Riva menyadari akhir-akhir ini terlalu sibuk dan tidak memperhatikan Chelia sehingga berinisiatif memberinya kejutan kecil. Riva berpikir Chelia akan berteriak histeris seperti staf-staf wanita di kantornya saat mendapat undian, namun adiknya itu malah menatap voucher di tangannya dengan alis saling bertaut.

"Voucher perawatan?" Chelia membulatkan matanya. "Kak Riva, apa aku kelihatan ... jelek?"

Riva terkekeh, ia menangkupkan kedua tangannya di wajah Chelia kemudian mengamatinya lekat-lekat . "Bukan begitu, adik kakak tersayang. Di lihat dari sisi manapun kamu tetap cantik."

"Lalu ini untuk apa?"

Seulas senyum merekah di bibir Riva. Sejujurnya biaya perawatan kulit dan wajah itu tidak seberapa baginya. Voucher tersebut hanya untuk menarik hati Chelia agar tergerak untuk keluar refreshing bersama teman-temannya. Mumpung sedang libur.

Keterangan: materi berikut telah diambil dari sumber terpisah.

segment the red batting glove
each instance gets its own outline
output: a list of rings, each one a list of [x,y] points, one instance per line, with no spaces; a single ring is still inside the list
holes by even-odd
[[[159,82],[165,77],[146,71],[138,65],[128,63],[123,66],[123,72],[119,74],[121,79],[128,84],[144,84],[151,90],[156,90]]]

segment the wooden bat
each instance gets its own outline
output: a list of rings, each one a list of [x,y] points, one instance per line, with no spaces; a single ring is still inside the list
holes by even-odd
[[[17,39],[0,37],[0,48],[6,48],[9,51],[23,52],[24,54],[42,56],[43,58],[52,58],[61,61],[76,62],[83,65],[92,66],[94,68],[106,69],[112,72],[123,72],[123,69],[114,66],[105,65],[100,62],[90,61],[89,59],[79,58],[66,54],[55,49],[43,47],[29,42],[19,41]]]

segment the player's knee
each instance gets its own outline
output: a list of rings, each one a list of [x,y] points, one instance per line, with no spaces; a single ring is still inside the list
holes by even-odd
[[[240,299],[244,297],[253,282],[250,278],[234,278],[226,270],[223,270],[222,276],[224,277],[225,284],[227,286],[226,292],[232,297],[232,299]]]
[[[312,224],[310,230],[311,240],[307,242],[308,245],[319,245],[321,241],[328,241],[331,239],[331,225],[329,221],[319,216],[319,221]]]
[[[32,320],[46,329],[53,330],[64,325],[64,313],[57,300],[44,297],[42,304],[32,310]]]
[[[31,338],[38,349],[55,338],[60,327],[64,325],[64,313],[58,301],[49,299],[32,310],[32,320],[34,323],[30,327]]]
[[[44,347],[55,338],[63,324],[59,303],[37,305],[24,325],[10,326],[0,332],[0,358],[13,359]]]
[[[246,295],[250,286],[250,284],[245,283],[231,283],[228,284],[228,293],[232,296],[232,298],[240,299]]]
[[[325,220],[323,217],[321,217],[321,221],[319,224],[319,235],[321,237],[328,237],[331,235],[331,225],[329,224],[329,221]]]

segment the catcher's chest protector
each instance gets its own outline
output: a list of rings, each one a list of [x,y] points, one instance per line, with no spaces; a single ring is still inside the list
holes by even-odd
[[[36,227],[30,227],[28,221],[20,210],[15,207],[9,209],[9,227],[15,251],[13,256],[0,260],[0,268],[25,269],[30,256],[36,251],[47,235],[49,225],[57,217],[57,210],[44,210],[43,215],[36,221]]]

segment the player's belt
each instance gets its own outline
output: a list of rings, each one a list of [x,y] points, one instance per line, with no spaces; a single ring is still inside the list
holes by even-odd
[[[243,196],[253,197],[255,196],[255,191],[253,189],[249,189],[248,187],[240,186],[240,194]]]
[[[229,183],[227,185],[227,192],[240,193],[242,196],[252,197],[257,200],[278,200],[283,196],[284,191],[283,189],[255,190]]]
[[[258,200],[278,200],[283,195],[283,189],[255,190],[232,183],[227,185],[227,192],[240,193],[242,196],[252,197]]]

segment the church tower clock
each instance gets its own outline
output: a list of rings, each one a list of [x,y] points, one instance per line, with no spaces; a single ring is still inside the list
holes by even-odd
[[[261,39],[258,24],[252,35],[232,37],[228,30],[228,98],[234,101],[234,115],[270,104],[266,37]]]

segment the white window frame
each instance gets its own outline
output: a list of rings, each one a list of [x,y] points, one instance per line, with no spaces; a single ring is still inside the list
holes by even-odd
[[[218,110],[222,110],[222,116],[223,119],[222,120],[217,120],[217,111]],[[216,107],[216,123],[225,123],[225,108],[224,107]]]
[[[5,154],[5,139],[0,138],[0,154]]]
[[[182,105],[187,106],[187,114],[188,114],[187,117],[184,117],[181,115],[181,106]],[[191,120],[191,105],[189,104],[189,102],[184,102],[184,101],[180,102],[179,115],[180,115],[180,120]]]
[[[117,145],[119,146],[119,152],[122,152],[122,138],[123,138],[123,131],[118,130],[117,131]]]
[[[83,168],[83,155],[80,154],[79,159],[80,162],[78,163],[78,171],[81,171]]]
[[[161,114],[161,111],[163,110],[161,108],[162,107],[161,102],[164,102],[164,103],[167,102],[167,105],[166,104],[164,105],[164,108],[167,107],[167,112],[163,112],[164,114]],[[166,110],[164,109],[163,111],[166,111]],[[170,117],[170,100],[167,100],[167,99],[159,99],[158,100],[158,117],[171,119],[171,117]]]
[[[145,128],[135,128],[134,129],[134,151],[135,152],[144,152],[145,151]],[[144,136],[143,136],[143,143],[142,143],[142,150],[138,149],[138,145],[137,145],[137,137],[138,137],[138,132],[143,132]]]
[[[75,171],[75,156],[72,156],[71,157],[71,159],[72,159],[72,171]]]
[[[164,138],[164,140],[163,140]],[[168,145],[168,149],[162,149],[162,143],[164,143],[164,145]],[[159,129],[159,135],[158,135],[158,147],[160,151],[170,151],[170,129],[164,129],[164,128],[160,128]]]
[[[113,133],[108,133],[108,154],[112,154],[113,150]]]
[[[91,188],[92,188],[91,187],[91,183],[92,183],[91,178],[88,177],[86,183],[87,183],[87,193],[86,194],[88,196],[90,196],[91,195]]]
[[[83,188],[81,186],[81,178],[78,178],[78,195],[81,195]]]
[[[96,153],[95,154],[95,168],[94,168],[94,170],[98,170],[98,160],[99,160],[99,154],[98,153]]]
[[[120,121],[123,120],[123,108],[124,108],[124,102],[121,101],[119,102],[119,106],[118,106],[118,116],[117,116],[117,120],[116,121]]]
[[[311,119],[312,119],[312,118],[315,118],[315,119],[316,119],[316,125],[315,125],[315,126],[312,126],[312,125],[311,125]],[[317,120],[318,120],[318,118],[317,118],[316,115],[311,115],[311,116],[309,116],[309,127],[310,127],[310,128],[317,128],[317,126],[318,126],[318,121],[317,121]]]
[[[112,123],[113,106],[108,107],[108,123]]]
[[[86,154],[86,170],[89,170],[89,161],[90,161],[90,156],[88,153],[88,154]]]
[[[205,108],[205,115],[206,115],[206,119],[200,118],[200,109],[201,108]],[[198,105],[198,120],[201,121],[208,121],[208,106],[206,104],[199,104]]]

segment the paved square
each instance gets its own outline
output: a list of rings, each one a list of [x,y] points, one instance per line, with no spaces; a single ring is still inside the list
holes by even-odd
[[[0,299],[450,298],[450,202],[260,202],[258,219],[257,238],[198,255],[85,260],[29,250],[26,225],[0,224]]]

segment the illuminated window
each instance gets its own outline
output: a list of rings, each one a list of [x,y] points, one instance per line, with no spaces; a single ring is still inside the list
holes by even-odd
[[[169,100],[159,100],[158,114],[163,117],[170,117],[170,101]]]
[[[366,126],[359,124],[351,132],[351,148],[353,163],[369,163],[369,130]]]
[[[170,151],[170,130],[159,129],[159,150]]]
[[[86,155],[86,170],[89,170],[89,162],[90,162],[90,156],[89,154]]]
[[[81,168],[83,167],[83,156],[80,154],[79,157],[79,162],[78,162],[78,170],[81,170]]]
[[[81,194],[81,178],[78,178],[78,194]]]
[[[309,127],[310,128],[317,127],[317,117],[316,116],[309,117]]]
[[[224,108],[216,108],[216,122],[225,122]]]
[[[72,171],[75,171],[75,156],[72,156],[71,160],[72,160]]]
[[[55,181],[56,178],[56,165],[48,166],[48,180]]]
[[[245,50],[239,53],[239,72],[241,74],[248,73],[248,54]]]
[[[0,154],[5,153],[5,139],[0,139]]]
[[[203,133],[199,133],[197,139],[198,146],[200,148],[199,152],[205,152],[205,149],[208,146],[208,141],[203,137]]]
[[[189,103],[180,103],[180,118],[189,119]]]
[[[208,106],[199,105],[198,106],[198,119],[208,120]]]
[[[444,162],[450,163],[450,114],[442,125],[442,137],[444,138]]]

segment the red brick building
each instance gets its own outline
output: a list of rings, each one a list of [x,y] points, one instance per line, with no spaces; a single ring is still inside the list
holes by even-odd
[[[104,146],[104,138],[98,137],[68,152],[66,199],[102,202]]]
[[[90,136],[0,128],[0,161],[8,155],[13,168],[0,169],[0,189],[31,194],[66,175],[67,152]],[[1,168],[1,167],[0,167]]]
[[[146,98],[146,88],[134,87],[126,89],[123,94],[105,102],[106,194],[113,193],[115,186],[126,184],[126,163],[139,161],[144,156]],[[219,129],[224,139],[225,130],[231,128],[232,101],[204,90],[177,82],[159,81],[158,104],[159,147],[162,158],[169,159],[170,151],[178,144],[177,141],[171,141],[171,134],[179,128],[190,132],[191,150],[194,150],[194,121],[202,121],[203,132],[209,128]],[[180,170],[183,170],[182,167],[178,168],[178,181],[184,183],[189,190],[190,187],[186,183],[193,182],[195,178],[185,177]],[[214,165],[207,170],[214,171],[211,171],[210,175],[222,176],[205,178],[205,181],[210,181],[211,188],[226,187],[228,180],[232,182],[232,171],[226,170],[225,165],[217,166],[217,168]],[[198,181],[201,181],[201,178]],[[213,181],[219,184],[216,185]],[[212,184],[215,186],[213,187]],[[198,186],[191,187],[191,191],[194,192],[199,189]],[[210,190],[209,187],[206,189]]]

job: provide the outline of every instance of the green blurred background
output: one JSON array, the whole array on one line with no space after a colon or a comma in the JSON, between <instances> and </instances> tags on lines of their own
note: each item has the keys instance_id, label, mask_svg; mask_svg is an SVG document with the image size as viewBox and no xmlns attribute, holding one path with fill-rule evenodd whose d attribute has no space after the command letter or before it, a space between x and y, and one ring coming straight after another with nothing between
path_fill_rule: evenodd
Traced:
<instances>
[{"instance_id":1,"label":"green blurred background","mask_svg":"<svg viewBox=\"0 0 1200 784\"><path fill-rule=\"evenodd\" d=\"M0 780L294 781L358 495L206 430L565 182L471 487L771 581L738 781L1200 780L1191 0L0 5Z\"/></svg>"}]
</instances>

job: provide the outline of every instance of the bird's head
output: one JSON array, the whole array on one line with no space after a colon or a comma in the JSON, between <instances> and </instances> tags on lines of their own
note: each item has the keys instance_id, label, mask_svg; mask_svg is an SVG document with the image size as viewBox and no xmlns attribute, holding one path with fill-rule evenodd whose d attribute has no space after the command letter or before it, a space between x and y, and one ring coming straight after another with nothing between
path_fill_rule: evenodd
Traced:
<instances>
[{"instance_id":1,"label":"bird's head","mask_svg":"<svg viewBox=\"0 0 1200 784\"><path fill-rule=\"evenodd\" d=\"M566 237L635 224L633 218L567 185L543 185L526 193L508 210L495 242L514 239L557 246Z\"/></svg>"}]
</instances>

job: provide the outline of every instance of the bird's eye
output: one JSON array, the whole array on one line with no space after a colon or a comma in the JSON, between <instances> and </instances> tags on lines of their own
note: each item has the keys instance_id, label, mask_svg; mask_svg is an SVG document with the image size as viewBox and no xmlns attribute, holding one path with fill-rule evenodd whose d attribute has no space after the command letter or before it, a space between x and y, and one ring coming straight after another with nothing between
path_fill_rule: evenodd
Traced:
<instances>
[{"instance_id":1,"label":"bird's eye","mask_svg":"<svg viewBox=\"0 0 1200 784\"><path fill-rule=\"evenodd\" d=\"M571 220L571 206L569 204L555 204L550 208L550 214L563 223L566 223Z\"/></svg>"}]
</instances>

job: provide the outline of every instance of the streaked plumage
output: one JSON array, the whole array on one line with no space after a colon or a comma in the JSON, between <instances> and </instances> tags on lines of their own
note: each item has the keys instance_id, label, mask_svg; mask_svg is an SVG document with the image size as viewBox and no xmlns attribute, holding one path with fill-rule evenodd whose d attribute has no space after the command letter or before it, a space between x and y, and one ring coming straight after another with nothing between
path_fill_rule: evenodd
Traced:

Selepas menjalani isolasi dahulu, psikiater yang menangani Chelia memang berpesan untuk mencarikan Chelia kegiatan baru dan membuatnya sibuk hingga pikirannya tidak terpengaruh hal-hal buruk dan bisa terbebas sepenuhnya dari emosi-emosi negatif di masa lalu. Untuk itu Riva mendaftarkan Chelia di jurusan farmasi, namun melihat adiknya itu terus-terusan belajar membuat Riva tidak tega juga.